The biggest lessons were:
- static analysis gives clues, not always certainty
- packed executables can hide important strings and behavior
- unpacking can significantly change the visibility of a sample
- dynamic analysis helps confirm real system impact
- registry and file-system activity can reveal persistence or behavior that strings alone do not explain
- imported APIs can suggest behavior, but must be interpreted carefully
- disassembly and decompilation help connect observed behavior back to code structure
- anti-debugging behavior can change what an analyst sees
- binary analysis tools have different strengths, workflows, and learning curves
- malware reporting should be useful without exposing dangerous operational detail
Why This Supports My Portfolio#
This lab collection supports cybersecurity analyst, security operations, vulnerability management, incident response, and malware-analysis-aligned roles because it demonstrates the ability to:
- investigate suspicious files
- use multiple analysis tools
- connect static and dynamic findings
- interpret Windows behavior
- reason about malware capabilities
- write concise technical findings
- protect sensitive details when publishing work
- explain technical behavior in a recruiter-friendly and security-conscious way
It also complements my ServiceNow SecOps and Vulnerability Response focus. Vulnerability management and security operations are stronger when an analyst understands how malicious code behaves after exploitation or initial execution.

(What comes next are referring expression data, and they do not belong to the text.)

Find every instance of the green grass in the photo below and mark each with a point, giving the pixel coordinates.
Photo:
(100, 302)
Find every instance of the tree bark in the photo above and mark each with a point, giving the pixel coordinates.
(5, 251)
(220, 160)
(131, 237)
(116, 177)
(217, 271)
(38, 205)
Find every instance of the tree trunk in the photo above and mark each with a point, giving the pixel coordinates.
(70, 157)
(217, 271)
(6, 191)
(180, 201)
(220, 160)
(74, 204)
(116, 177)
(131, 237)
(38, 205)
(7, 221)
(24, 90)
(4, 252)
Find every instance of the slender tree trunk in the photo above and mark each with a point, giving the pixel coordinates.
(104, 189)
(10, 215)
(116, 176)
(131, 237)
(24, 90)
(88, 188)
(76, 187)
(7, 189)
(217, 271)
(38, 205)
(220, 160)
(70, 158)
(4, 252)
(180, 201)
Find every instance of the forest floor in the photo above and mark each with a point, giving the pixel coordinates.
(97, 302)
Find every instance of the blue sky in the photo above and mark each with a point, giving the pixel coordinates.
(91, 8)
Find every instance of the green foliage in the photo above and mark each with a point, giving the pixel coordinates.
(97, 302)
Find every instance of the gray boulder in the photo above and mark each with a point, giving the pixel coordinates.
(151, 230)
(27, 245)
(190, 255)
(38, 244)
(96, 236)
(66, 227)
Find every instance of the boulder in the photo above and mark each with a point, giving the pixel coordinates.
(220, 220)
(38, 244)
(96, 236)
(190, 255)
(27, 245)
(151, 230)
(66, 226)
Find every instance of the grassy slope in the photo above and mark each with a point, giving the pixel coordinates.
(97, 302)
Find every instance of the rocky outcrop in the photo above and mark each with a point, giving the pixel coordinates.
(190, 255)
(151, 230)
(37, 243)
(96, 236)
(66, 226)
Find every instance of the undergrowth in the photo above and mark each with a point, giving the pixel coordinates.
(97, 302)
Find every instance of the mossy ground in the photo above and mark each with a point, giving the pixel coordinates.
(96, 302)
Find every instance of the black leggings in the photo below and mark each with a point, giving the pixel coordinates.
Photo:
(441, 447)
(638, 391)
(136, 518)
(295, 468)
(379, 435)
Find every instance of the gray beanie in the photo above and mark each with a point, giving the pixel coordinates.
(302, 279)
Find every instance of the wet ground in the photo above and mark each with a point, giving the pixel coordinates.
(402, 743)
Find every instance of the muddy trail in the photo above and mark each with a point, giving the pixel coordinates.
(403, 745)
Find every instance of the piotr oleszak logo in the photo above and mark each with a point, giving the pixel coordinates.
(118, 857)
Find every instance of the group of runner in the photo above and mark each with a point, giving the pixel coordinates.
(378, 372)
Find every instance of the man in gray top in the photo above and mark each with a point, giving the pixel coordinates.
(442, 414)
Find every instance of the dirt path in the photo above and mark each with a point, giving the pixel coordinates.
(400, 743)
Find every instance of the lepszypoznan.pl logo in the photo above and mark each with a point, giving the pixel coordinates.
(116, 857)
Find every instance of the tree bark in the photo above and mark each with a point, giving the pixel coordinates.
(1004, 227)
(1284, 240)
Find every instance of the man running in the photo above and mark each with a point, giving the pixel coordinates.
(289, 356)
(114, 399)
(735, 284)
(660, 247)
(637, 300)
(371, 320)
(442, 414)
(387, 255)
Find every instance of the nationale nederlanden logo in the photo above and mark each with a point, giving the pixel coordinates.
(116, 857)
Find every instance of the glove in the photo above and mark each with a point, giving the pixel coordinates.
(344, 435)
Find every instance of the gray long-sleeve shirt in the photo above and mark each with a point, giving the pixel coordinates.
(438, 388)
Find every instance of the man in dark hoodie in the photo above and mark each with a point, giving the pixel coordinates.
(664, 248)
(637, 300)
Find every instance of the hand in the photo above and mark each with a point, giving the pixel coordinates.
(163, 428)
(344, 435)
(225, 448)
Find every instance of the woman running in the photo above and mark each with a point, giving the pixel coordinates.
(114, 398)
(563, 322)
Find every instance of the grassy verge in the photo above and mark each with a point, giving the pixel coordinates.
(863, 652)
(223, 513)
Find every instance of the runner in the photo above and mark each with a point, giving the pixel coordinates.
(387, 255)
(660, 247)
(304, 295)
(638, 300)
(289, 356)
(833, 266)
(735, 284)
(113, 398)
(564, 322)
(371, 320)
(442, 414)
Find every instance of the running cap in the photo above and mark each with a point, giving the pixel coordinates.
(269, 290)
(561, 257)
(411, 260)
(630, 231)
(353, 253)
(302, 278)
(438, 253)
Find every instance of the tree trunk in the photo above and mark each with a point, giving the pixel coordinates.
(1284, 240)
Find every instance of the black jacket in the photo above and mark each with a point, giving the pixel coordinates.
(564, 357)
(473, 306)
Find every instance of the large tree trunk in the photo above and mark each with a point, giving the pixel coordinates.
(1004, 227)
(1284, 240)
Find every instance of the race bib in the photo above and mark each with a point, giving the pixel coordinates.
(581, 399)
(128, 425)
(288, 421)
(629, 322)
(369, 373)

Portfolio-Safe Redaction Notes#
This page intentionally excludes:
- raw malware samples
- exact executable files
- full crackme solution steps
- private screenshots
- full lab submissions
- detailed patching instructions
- sensitive hashes or infrastructure details
- instructor-provided files
- step-by-step misuse instructions
The page keeps the emphasis on analysis method, tool exposure, reasoning process, and professional lessons learned.
Related Portfolio Areas#
Security Operations#
The labs connect directly to security operations work because they involve triage, evidence review, behavior analysis, and reporting.
SOC-Relevant
Malware Analysis#
The course provided hands-on exposure to malware triage, packed executables, dynamic behavior, and reverse-engineering workflow.
Malware Analysis
Reverse Engineering#
IDA Pro, Ghidra, and Binary Ninja concepts helped connect low-level code structure to executable behavior.
Reverse Engineering
Portfolio-Safe Publishing#
The case study demonstrates how sensitive academic malware work can be summarized without exposing raw samples or full solutions.
Security First
Next Steps#
This collection could be expanded later with:
- sanitized malware-analysis workflow diagrams
- a static-versus-dynamic analysis comparison table
- a safe reverse-engineering tool comparison
- a malware triage checklist
- a detection-engineering note based on behavioral indicators
- additional portfolio-safe lessons from crackme exercises
For now, this page serves as the main public summary of the CYBER 366 Malware Analytics lab collection.